Grazie al capofamiglia che dimostrò di avere mezzi di sostentamento adeguato, i Colonna riuscirono a ritrovarsi tutti insieme, tranne le zie che erano state accomodate in altri campi a Roveredo e Lucerna, in un appartamento preso in affitto a Montagnola. “Fummo accolti bene: vivevamo in un appartamento carino con un giardino dove giocavo e mi divertivo con i bambini della mia età. Anche le mie sorelle e mio fratello fecero molti amici. Tutti frequentavamo la scuola: mio fratello il liceo di Lugano, le mie sorelle una scuola professionale dove la direttrice accoglieva anche i rifugiati, io la seconda elementare”.

Libretto del Rifugiato di Ugo Colonna jr., fratello maggiore di Elena.
Libretto del Rifugiato di Ugo Colonna jr., fratello maggiore di Elena. tvsvizzera.it

Molti i ricordi di quel periodo che ancora affiorano alla mente di Elena Colonna Secco. Alcuni dei quali raccolti nel libro intitolato Milena e i suoi fratelli da lei scritto e pubblicato nel 2003 dall’editore Rubbettino. “La sera andavamo a Scairolo a prendere il latte col quale facevamo il burro e cenavamo col caffè latte e qualcosa d’altro. Non si moriva di fame perché c’era la tessera con cui ci venivano razionati gli alimenti e la mamma si ingegnava a cucinare pietanze con anche prodotti come l’orzo che per noi erano sconosciuti. Papà non poteva lavorare però andava tutti i giorni dai Riva-Pinchetti, suoi clienti, forse coloro che gli avevano prestato soldi garantendoci di vivere al di fuori del campo”.

Il ritorno in Italia

Nell’estate del 1945, dopo la fine della guerra e la liberazione dal nazifascismo, la famiglia Colonna fece ritorno in Italia.
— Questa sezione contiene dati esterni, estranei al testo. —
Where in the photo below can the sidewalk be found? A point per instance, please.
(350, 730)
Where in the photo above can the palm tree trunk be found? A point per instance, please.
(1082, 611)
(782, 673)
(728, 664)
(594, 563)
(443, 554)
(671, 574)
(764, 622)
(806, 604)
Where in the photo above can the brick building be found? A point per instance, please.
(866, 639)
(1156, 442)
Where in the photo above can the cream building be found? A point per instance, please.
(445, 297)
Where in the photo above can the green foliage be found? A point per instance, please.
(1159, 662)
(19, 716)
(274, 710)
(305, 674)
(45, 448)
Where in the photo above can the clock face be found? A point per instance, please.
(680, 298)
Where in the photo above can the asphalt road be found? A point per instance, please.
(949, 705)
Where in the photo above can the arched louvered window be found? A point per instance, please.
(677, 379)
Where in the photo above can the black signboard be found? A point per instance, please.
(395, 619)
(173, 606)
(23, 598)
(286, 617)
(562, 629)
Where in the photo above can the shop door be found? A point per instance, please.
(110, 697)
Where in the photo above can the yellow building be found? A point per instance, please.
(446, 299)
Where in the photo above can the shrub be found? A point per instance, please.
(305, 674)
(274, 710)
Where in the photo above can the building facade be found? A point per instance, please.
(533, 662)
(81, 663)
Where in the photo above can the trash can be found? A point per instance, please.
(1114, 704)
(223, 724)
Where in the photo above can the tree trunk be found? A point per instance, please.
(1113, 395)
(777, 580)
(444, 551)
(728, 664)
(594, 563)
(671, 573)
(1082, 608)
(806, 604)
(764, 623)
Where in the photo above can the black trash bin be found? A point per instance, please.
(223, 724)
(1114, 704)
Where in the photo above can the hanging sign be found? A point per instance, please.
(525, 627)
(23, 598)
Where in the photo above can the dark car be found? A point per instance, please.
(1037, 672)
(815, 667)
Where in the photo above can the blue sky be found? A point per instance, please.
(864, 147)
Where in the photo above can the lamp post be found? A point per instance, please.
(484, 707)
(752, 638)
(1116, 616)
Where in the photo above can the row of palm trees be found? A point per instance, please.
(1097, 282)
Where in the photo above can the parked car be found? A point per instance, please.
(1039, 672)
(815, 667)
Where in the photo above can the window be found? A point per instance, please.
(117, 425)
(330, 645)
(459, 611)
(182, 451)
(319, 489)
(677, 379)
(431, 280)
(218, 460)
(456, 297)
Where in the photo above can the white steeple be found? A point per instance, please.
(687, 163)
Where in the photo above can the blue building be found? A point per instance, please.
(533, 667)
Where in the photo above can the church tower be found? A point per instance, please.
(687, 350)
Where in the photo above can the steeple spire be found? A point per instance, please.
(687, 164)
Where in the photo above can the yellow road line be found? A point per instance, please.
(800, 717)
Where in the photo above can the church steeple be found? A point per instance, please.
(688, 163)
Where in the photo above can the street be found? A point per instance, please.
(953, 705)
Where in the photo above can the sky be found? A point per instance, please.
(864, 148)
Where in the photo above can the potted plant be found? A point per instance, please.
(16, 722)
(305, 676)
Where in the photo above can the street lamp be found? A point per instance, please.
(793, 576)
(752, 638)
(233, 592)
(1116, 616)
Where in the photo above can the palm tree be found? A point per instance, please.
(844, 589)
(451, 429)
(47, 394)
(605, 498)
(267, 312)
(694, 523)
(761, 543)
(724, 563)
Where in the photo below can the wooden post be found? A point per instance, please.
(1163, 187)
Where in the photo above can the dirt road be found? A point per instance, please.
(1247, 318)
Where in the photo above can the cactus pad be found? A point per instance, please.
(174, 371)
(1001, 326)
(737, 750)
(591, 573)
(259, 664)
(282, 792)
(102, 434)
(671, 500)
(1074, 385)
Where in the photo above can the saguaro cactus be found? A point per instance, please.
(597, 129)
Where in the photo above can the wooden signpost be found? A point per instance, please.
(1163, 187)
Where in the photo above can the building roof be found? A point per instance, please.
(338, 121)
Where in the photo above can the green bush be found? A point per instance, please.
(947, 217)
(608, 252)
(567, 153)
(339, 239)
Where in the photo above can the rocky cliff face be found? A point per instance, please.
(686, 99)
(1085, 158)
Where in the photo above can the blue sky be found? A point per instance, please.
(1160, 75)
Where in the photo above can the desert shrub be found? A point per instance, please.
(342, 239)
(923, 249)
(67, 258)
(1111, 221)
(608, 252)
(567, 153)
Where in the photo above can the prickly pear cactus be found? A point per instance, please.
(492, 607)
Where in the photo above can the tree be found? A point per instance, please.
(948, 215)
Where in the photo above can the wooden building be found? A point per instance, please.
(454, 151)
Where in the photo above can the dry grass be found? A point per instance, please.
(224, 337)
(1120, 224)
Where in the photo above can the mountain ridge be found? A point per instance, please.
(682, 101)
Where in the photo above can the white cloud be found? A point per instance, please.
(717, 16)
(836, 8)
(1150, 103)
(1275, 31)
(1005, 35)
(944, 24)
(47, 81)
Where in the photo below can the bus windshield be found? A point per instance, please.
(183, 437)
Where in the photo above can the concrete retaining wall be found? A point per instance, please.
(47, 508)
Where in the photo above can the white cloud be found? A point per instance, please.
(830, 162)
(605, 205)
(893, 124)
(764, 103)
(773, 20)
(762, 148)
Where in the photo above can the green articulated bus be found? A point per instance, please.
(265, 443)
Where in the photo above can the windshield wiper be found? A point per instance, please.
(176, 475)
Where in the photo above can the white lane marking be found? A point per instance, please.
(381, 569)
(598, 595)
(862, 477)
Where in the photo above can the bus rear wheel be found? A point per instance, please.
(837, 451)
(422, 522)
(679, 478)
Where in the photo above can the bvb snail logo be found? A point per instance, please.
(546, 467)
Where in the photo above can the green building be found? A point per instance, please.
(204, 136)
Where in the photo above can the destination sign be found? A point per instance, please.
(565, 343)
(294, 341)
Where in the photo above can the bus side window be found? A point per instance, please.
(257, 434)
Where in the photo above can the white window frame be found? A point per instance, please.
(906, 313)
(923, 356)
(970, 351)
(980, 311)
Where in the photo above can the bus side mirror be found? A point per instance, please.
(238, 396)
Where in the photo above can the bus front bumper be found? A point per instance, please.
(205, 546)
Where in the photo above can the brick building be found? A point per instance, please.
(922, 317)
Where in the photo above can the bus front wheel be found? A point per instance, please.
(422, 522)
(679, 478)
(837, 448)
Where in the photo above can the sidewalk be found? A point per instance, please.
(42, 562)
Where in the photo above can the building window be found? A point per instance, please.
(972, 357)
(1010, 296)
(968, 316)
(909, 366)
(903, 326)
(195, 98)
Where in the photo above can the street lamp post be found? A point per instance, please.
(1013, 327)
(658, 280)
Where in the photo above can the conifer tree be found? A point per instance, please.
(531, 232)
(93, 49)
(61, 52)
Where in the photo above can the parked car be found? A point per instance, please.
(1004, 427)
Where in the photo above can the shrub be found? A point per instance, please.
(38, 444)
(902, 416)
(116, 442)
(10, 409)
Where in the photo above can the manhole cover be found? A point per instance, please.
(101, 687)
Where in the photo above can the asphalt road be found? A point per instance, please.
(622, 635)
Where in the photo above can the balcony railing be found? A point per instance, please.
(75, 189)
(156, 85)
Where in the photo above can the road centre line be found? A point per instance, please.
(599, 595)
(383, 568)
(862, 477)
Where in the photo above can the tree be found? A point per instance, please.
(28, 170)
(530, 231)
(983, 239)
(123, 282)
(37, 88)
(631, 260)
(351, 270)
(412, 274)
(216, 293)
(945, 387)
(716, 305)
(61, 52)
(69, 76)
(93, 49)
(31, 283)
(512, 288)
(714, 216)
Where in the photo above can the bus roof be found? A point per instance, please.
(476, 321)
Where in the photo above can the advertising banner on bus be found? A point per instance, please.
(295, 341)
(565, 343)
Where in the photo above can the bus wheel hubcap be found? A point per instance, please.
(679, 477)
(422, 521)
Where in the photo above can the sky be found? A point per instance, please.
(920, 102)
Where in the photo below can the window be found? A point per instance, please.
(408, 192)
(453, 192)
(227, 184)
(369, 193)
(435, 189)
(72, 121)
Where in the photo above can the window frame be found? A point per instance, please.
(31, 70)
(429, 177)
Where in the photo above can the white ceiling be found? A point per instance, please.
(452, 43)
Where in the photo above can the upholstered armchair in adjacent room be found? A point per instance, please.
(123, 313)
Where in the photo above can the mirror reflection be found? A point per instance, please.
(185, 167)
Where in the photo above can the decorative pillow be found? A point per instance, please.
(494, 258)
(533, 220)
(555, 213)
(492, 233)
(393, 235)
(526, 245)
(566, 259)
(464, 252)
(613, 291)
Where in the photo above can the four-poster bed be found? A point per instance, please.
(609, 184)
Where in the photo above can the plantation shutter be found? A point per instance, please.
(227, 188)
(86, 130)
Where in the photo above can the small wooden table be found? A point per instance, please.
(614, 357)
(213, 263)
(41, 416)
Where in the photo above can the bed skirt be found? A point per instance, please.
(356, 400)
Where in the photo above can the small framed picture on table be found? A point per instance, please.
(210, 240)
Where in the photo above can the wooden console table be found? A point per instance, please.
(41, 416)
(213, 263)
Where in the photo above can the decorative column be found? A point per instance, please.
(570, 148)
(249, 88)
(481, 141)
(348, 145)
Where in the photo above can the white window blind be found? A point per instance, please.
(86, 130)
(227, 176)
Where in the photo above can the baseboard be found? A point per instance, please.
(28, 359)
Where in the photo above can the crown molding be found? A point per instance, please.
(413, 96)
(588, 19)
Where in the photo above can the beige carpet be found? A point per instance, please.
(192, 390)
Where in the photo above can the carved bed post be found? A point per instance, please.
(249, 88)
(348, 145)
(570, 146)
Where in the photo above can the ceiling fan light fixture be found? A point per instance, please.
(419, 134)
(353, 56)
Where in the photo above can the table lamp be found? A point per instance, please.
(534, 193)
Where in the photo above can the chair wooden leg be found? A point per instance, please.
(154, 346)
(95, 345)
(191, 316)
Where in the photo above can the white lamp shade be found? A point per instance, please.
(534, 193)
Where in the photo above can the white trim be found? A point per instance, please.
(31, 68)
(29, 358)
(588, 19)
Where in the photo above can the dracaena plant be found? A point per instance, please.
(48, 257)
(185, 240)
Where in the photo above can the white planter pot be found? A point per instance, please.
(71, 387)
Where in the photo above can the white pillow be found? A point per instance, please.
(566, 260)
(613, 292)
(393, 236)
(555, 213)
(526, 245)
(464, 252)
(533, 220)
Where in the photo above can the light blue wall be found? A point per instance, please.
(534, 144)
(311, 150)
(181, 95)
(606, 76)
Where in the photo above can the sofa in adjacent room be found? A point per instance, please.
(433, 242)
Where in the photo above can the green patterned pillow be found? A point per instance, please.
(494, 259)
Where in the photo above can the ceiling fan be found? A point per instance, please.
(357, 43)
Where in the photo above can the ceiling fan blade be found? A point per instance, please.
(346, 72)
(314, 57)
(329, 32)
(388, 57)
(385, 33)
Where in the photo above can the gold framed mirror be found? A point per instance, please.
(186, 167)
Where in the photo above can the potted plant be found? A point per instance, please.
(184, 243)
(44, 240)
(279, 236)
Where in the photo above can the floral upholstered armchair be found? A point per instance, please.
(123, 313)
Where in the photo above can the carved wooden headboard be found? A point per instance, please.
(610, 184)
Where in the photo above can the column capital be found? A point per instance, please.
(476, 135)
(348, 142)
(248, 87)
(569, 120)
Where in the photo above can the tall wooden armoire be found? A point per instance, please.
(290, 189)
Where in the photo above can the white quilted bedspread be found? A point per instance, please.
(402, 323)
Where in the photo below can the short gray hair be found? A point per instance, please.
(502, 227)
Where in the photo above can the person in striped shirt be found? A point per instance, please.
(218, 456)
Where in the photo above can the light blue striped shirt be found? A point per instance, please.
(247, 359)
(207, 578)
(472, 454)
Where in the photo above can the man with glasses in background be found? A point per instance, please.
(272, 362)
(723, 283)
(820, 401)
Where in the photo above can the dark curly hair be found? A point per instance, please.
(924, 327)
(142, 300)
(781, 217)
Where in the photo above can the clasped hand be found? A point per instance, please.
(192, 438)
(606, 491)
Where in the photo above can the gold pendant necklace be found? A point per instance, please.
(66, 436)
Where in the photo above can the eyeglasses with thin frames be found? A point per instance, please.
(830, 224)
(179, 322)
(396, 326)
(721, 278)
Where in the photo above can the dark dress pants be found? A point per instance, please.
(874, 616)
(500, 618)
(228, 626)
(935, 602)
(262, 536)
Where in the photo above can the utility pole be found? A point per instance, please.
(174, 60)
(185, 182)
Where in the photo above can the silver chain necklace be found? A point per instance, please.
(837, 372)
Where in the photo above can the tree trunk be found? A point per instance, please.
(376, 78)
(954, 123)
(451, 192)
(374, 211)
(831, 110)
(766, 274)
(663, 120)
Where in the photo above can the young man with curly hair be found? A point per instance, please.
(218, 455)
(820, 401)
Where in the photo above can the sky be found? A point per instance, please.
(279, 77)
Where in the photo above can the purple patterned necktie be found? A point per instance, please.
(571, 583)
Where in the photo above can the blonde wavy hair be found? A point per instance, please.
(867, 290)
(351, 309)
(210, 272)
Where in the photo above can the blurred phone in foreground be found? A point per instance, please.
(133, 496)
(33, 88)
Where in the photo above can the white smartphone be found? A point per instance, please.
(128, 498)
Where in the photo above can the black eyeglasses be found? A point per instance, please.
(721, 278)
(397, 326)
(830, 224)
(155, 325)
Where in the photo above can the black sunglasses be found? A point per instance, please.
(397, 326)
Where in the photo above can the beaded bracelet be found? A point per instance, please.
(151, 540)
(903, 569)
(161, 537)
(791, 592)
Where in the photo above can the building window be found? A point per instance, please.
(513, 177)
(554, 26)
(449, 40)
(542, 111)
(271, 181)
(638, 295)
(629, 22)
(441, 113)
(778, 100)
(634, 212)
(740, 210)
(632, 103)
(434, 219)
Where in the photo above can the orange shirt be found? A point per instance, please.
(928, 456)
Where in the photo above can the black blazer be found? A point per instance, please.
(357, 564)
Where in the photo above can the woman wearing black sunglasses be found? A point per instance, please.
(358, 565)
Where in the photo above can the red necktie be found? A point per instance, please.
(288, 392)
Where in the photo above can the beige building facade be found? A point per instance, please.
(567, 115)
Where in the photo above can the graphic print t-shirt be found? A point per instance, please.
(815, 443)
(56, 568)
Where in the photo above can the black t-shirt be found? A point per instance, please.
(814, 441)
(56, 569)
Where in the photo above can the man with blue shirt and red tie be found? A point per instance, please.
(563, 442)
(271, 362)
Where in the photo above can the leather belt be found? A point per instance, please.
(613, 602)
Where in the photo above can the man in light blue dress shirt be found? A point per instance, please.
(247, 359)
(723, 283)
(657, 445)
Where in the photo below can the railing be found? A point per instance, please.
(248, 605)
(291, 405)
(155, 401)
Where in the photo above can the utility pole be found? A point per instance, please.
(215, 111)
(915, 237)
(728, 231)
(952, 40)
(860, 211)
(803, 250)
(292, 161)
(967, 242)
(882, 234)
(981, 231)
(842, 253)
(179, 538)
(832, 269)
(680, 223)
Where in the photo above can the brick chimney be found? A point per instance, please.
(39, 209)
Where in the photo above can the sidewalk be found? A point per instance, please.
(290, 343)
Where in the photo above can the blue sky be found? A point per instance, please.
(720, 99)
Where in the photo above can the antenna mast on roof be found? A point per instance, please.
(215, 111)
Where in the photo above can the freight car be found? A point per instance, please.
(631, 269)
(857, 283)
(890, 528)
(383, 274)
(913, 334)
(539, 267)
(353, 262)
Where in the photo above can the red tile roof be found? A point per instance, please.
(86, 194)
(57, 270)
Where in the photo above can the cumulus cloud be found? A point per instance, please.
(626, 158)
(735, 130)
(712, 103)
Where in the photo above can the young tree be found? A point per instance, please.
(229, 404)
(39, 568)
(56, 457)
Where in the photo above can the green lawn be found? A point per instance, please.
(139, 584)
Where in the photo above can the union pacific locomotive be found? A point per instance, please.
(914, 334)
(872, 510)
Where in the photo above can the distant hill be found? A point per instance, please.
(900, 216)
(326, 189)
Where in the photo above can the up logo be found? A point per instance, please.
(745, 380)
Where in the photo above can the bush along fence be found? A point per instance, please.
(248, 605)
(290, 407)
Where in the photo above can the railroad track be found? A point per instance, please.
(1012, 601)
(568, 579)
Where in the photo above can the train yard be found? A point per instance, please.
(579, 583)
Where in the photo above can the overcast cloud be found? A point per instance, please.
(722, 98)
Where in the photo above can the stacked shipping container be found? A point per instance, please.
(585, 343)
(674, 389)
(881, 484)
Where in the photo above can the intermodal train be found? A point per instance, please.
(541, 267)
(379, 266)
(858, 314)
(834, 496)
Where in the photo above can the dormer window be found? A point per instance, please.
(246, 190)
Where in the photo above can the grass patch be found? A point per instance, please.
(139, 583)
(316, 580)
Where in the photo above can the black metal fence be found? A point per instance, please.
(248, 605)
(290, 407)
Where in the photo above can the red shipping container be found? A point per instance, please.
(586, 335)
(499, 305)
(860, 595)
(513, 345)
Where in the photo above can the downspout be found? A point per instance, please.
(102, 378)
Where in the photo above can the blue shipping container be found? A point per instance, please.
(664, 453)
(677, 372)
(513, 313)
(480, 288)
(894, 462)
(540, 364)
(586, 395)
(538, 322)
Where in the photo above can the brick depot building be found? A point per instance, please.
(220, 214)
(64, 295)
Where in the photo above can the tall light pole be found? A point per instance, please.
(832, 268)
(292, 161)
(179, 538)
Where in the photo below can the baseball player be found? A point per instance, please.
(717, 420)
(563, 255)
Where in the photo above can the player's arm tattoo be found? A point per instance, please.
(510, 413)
Prima a Caronno Pertusella e poi a Milano nella casa di via de Amicis che era stata danneggiata durante il conflitto. Nessun membro della famiglia rimase in Svizzera per continuare gli studi o a lavorare. “Nessuno di noi si fermò, tornammo tutti a Milano e ci restammo. Mia figlia Alessandra si è trasferita in Svizzera alcuni anni fa, a Zurigo, e, per ironia della sorte, vive non lontano da Bremgarten dove c’era il campo di raccolta dove fummo accolti. Ora è cittadina svizzera così come i miei nipoti che lì hanno fatto tutte le scuole”. 

Elena Colonna Secco.
Elena Colonna Secco. tvsvizzera.it

A Clivio, però, Elena Colonna Secco è tornata varie volte con figli e nipoti e, in compagnia di Alberto Molinari, figlio della signora che li aveva aiutati a fuggire, hanno ripercorso in parte quel sentiero verso la libertà. “Pensavo a come il destino sia curioso. Noi, una famiglia di dieci persone siamo riusciti a passare in Svizzera senza problemi. Altri come Liliana Segre, suo padre e i suoi due cugini, che erano solo in quattro e pur pagando i contrabbandieri, sono stati fermati al confine da un soldato svizzero molto zelante, respinti e consegnati alla polizia italiana. E tutto accadeva negli stessi giorni”.